EDITOR’S NOTE: The following was written by a Shinbone Star staff member who, given the nature of her experiences recounted here, wishes to remain anonymous.
I got up at 6 a.m. on a Saturday because I had a burning need to make a statement.
I’ve seen several women — and some men — questioning why millions of people marched in the Women’s March on Jan. 21. They say they don’t understand.
It was different for every person. For me, it wasn’t about abortion. I am not Native American. I’m not gay. I’m not a fast-food worker needing a higher wage.
If I had to name one reason I marched, it was because I was harassed as a young woman just out of college working at a newspaper far from home.
It was almost 30 years ago, but someone’s bragging about grabbing pussies brought it roaring back.
An older man who worked in the paper’s composing room would not leave me alone.
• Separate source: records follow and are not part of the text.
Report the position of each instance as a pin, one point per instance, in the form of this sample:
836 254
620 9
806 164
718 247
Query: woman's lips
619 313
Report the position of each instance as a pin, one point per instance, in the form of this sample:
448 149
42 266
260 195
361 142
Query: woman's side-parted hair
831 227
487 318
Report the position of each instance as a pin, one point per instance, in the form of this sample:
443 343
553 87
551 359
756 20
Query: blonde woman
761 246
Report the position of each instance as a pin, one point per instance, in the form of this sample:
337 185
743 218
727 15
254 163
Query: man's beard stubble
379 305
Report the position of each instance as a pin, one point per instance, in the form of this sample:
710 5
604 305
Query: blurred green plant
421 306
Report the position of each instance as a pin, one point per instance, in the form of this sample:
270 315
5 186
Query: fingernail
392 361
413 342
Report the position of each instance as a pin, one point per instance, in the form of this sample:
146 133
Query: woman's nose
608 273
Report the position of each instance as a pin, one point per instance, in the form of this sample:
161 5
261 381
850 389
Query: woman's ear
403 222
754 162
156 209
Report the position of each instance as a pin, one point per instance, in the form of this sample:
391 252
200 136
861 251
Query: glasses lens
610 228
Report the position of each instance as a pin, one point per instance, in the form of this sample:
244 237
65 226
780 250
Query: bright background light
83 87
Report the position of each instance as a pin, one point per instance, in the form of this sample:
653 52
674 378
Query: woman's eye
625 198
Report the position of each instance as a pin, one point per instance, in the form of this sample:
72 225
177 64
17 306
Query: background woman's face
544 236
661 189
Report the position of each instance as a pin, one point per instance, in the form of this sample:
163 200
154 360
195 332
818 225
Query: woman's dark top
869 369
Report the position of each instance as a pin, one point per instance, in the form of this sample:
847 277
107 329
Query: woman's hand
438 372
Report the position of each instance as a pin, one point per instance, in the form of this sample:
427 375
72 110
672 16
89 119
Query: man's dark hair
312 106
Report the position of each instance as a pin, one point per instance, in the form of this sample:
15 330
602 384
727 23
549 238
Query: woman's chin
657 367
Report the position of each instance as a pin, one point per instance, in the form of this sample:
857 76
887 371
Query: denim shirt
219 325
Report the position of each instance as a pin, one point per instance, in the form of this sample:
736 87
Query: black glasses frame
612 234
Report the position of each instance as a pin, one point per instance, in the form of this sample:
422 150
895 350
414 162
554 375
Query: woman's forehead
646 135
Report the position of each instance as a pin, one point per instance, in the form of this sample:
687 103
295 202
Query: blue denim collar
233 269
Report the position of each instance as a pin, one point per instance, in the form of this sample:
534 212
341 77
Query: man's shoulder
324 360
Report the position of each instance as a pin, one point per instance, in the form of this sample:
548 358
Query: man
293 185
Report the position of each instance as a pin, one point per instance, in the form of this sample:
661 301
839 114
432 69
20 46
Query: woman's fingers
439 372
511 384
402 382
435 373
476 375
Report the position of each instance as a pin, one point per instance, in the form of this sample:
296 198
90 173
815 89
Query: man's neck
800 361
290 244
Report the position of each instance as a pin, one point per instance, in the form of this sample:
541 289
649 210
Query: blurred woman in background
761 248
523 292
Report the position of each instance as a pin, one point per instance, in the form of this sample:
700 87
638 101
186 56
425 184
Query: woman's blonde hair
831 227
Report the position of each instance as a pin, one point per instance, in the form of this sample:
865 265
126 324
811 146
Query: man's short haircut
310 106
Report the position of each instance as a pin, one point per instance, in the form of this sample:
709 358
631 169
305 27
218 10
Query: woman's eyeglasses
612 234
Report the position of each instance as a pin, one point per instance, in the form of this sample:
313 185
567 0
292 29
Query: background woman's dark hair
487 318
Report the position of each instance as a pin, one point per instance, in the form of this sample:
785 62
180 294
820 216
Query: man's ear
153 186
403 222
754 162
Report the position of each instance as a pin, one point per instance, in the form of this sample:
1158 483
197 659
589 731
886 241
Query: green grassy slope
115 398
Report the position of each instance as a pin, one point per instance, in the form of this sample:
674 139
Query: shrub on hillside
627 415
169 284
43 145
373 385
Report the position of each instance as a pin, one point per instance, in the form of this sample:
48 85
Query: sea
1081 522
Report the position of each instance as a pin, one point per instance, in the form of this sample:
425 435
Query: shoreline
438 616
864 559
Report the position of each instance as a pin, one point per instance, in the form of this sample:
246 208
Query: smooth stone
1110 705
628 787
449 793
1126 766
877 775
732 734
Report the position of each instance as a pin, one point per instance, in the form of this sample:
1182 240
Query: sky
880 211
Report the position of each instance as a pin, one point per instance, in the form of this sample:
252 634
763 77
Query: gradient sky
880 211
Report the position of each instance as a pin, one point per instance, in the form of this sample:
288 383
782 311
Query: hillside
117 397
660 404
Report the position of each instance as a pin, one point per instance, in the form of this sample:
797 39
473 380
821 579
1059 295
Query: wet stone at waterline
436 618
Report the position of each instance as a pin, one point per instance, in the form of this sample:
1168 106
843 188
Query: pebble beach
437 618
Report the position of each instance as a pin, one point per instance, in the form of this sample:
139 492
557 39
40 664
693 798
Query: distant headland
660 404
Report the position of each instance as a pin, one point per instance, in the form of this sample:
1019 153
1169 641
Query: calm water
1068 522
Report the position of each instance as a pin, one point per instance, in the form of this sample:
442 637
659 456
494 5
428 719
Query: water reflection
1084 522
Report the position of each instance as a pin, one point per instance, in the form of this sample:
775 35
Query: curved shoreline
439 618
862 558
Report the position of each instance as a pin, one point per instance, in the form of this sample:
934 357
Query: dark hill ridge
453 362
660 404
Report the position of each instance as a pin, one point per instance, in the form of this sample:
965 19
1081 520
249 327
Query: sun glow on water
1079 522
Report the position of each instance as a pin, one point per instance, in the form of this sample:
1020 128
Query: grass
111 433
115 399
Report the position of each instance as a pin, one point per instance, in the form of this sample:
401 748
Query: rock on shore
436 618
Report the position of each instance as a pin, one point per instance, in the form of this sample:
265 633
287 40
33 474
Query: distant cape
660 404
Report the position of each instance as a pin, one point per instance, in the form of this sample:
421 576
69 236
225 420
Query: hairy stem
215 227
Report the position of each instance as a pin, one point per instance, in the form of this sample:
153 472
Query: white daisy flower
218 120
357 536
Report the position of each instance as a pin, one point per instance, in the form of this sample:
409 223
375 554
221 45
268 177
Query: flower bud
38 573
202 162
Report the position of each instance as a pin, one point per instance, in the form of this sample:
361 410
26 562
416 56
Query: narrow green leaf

He started getting too close physically, following me out to my car, asking me out to dinner. It happened on a regular basis. I always said no. A firm no. He kept doing it. I kept saying no.
I asked management for help. The managing editor said the guy was harmless. They declined to help me. No one would help me. No one could help me. I ended up leaving that paper, and that old stalker was one of the main reasons.
After the Predator-in-Chief’s pussy-grab tape was heard ‘round the world, I think a lot of women lost sleep. I did. I remember feeling helpless, unsafe, not respected, unheard. And I felt it again. Some women I know are experiencing rage and post-traumatic stress. We don’t understand how that man’s terrible behavior is acceptable, and how so many women could have voted for him.
Women have more rights in the workplace now. That old stalker would not have been allowed to harass me. But I worry for the young women growing up now, that they will not be protected, respected, allowed to live without fear of harassment.
I marched because some part of the trust women have in the goodness of society has been broken.
It doesn’t mean I don’t care about those other issues. People with differing concerns can support each other and become a force. It’s called intersectionality. And we have a new name for each other: re-sister.
If any woman still doesn’t understand why I marched, it’s OK. I marched for you.